Struktur Taksonomi Kenyamanan, Kolcaba & Fisher (1996)

Empat konteks kenyamanan berdasarkan asuhan yang diberikan berasal dari literature keperawatan. Konteks fisilogis, psikospritual, sosiokultural dan lingkungan. Struktur taksonomi memberikan peta konten ranah mengenai kenyamanan.

Berikut kerangka konsep teori kenyamanan (Kolcaba, 2007)

  1. Kebutuhan perawat kesehatan: kebuthan kenyaman yag berkembang dari situasi stress dalam asuhan kesehatan yang tidak dapat dicapai dengan sistem dukungan penerima secara umum (tradisional).
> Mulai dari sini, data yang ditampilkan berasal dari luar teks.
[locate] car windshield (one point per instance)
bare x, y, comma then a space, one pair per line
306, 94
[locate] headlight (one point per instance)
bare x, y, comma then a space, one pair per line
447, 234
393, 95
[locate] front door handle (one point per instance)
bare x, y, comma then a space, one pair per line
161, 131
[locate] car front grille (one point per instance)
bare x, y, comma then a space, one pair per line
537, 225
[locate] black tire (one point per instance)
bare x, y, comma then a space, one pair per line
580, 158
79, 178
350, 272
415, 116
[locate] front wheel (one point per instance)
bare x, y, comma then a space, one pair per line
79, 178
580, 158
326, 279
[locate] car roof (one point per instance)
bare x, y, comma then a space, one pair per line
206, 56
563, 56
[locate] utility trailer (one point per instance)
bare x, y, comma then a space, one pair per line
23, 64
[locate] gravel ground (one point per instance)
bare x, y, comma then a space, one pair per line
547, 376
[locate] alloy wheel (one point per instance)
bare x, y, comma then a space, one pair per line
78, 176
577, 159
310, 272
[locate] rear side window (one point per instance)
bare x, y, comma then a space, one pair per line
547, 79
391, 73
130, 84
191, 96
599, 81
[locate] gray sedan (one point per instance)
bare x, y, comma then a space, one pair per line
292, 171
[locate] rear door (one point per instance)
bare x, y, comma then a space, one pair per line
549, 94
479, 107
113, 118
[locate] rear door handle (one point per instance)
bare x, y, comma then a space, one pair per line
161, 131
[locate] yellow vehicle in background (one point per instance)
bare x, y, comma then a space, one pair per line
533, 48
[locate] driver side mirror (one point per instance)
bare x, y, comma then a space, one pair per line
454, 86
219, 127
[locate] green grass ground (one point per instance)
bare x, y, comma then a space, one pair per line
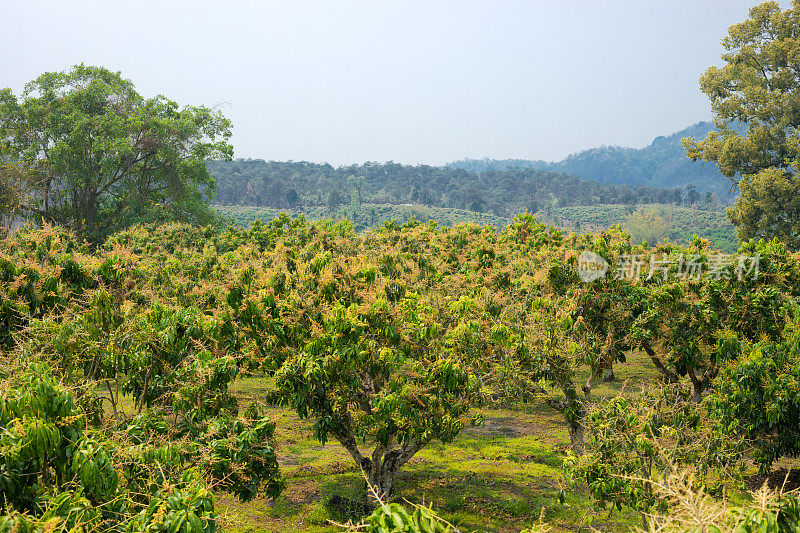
499, 477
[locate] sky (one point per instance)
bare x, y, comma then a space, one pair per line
426, 81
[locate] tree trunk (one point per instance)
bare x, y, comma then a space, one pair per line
576, 438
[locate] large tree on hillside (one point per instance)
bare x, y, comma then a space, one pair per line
758, 87
88, 152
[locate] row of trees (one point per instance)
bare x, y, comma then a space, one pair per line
385, 342
501, 192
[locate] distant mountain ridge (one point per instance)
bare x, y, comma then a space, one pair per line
662, 164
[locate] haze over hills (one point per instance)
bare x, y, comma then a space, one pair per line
647, 190
662, 164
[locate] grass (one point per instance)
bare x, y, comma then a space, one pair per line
498, 477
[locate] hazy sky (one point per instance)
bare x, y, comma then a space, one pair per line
410, 81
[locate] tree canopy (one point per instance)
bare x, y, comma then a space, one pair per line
758, 86
85, 151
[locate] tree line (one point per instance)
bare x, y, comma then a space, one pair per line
289, 184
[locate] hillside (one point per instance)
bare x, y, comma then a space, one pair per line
650, 223
661, 164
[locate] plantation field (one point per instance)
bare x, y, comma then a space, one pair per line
296, 375
668, 221
499, 477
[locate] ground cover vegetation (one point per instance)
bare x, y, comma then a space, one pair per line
129, 369
303, 375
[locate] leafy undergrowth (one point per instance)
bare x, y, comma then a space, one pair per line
498, 477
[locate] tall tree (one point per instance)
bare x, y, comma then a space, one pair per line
758, 87
92, 154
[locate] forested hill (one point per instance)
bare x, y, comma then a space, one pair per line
662, 164
500, 192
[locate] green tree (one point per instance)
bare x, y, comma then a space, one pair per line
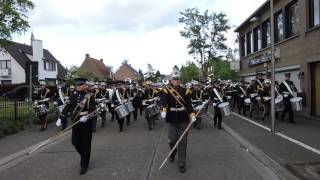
206, 34
221, 69
13, 17
189, 72
72, 74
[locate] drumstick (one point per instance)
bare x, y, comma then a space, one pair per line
175, 146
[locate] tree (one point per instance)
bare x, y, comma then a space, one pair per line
206, 34
221, 69
189, 72
13, 17
72, 74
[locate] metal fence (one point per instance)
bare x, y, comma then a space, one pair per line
13, 110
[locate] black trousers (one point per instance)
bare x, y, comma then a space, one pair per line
141, 109
217, 119
44, 120
241, 106
81, 140
287, 109
120, 122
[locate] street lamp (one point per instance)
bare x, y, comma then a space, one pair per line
272, 69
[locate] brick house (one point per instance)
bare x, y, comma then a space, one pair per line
95, 68
126, 71
297, 45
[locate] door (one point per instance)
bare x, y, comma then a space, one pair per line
316, 75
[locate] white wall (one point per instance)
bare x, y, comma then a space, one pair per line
37, 50
18, 73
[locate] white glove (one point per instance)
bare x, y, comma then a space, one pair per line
58, 123
163, 114
83, 119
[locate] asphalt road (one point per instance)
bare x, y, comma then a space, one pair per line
137, 154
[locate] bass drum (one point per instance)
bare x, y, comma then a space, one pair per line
41, 110
121, 111
296, 103
152, 110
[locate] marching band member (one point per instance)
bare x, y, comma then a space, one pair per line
177, 117
252, 91
43, 98
242, 95
81, 105
287, 89
217, 98
102, 93
197, 98
265, 98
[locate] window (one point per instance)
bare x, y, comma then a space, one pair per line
279, 33
243, 46
266, 34
257, 39
292, 19
6, 82
249, 41
49, 66
314, 13
6, 64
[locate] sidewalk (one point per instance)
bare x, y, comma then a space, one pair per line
299, 160
137, 154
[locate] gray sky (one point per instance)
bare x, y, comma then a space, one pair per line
142, 31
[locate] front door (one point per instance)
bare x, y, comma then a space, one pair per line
316, 76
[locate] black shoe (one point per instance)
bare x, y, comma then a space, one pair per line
182, 168
83, 171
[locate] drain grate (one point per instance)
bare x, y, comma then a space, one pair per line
310, 170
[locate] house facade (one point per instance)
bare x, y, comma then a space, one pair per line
95, 69
297, 46
16, 61
126, 71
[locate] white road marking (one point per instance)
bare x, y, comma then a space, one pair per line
299, 143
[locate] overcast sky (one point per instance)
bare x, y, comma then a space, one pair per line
142, 31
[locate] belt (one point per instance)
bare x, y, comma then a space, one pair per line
177, 109
83, 113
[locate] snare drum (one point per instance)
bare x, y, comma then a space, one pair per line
41, 109
152, 110
296, 103
121, 111
224, 109
129, 106
247, 101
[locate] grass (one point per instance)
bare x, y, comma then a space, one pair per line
8, 124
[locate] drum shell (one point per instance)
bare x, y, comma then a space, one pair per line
296, 103
129, 106
152, 110
121, 111
41, 110
224, 109
247, 101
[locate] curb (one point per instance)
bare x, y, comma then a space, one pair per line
18, 157
259, 155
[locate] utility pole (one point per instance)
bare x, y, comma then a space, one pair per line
30, 95
272, 69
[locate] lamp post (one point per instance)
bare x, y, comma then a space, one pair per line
272, 69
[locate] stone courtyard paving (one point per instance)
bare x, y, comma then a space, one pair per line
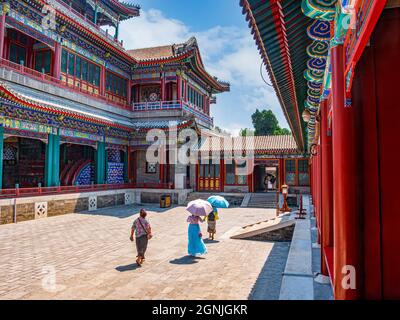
92, 258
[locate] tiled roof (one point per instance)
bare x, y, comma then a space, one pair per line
46, 102
164, 52
159, 124
260, 144
152, 53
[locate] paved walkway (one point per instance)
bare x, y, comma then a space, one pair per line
89, 256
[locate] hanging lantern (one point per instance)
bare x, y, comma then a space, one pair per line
306, 115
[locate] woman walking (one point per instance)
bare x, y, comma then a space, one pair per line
142, 230
196, 245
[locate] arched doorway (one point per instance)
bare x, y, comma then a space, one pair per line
77, 164
23, 162
116, 166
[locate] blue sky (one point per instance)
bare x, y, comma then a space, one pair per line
226, 45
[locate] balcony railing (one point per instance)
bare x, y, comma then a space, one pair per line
172, 105
42, 191
25, 71
86, 22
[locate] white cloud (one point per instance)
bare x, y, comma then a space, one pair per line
228, 53
152, 29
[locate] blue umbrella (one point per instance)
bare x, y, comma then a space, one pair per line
218, 202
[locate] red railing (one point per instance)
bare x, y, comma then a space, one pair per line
153, 185
43, 191
90, 23
56, 82
171, 105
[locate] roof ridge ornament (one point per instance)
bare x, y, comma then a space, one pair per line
319, 9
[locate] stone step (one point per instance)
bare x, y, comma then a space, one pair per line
283, 221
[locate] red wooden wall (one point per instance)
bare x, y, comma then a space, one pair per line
376, 97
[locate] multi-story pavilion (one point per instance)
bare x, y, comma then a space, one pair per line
76, 106
332, 63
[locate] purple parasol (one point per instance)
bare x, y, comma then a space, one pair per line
199, 207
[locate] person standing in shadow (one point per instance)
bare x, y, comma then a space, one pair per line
141, 229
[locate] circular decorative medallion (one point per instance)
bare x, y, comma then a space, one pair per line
314, 76
317, 64
320, 30
153, 97
318, 49
319, 9
314, 93
314, 85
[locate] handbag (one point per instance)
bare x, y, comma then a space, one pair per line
149, 235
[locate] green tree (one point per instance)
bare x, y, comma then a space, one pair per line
282, 132
246, 132
265, 124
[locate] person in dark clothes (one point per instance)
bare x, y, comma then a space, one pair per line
141, 229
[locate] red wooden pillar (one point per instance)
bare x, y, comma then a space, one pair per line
346, 222
128, 150
222, 175
129, 93
178, 88
319, 193
103, 81
163, 87
161, 164
57, 61
2, 33
327, 187
185, 90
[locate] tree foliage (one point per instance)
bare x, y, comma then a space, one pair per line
265, 124
246, 132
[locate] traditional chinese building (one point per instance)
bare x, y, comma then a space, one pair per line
332, 63
76, 106
274, 156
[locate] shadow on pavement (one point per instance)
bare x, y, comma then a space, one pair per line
208, 241
129, 267
268, 283
186, 260
128, 211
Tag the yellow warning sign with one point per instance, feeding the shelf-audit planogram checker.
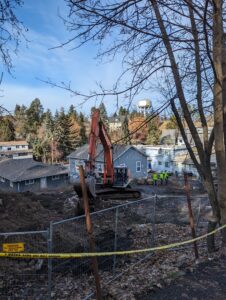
(13, 247)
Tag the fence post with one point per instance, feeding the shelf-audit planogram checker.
(50, 249)
(115, 240)
(153, 222)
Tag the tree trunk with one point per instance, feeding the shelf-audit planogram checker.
(218, 108)
(214, 219)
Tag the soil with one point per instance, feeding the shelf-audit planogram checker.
(28, 211)
(206, 282)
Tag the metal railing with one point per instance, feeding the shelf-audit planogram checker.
(132, 225)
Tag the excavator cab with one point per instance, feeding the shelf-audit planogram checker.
(120, 176)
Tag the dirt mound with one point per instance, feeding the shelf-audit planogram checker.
(29, 211)
(21, 212)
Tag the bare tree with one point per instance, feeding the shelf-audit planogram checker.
(11, 31)
(176, 43)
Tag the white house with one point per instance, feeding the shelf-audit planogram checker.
(170, 158)
(15, 149)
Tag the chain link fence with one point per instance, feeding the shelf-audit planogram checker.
(133, 225)
(25, 278)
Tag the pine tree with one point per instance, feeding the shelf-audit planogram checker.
(122, 111)
(125, 130)
(64, 135)
(34, 116)
(154, 133)
(72, 112)
(83, 137)
(20, 121)
(103, 115)
(7, 129)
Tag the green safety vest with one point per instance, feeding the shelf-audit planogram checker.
(155, 176)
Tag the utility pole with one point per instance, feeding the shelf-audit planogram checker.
(191, 218)
(89, 229)
(52, 151)
(224, 86)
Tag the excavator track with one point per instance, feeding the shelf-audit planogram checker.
(117, 194)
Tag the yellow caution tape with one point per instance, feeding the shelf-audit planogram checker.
(92, 254)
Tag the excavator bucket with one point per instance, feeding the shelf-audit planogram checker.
(90, 186)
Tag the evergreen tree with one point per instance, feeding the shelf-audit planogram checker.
(72, 112)
(20, 123)
(122, 111)
(125, 130)
(103, 115)
(65, 137)
(7, 129)
(154, 133)
(34, 116)
(48, 121)
(82, 133)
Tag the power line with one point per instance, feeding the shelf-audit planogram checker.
(148, 119)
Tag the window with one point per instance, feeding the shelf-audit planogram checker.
(30, 181)
(138, 166)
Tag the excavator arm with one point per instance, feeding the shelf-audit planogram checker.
(98, 131)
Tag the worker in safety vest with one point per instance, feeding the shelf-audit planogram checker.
(162, 177)
(166, 176)
(155, 178)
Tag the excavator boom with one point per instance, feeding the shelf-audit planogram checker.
(115, 180)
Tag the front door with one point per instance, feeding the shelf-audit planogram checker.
(43, 183)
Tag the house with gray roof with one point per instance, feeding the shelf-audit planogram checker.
(123, 155)
(20, 175)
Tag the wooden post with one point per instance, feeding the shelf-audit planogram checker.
(191, 218)
(89, 229)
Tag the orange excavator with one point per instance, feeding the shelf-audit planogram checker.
(113, 182)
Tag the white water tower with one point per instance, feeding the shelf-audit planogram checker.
(144, 106)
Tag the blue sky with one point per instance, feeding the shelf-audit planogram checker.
(34, 60)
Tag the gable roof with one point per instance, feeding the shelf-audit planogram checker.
(14, 143)
(24, 169)
(82, 152)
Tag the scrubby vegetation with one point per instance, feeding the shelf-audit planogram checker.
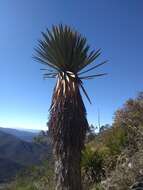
(112, 159)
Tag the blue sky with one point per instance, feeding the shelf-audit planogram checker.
(115, 26)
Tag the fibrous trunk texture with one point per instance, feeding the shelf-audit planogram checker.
(68, 126)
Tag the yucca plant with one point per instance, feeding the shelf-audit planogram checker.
(66, 53)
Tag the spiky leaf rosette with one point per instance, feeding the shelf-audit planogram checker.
(66, 52)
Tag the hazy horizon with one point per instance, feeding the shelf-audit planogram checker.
(115, 27)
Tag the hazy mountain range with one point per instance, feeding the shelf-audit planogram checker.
(17, 151)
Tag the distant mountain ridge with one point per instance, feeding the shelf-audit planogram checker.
(22, 134)
(16, 154)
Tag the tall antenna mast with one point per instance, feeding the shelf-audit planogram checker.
(99, 126)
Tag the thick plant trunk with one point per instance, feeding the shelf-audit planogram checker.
(68, 126)
(67, 170)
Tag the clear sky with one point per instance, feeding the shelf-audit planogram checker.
(116, 26)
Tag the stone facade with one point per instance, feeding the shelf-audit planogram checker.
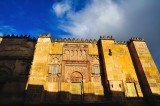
(69, 71)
Kebutuhan manusia dapat berupa kebutuhan fisiologis, psikospritaul, sosiokultural, atau lingkungan.
  2. Intervensi untuk rasa nyaman: tindakan keperwaatn dan dditujukan untuk mencapai kebutuhan kenyamanan penerima asuhan, mencakup fisiologis, sosial, ekonomi, psikologis, lingkungan dan intervensi fisik.
  3. Variabel intervensi: interaksi yang mempengaruhi persepsi penerima mengenai kenyamaamn sepenuhnya. hal ini mencakup pengalaman sebelumnya, usia, sikap, status emosional, latar belakang budaya, sistem pendukung, prognosisi, ekonomi edukasi, dan keseleuruhan elemen lainya dari pengalaman penerima.
  4. Rasa nyaman: status yang diungkapkan atau dirasakan penerima terhadap intervensi kenyamanan yang diberikan.
  5. Perilaku mencari bantuan: tujuan hasil yang ingin dicapai tentang makna sehat yakni sikap penerima berkonsultasi mengenai kesehatanya dengan perawat.
  6. Integritas institusional: perusahan, komunitas, sekola, rumah sakit, yang memiliki kualitas lengkap, utuh, berkembang, etik dan tulus akan memiliki integritas kelembangaan.
  7. Praktik terbaik: intervensi yang diberikan petugas kesehatan sesuai dasar keilmuan dan praktik untuk mendapatkan hasil yang terbaik untuk pasien dan keluarga.
  8. Kebijakan terbaik institusi atau kebijakan regional dimulai dari adanya protokol prosedur dan medis yang mudah untuk diakses, diperoleh, dan diberikan.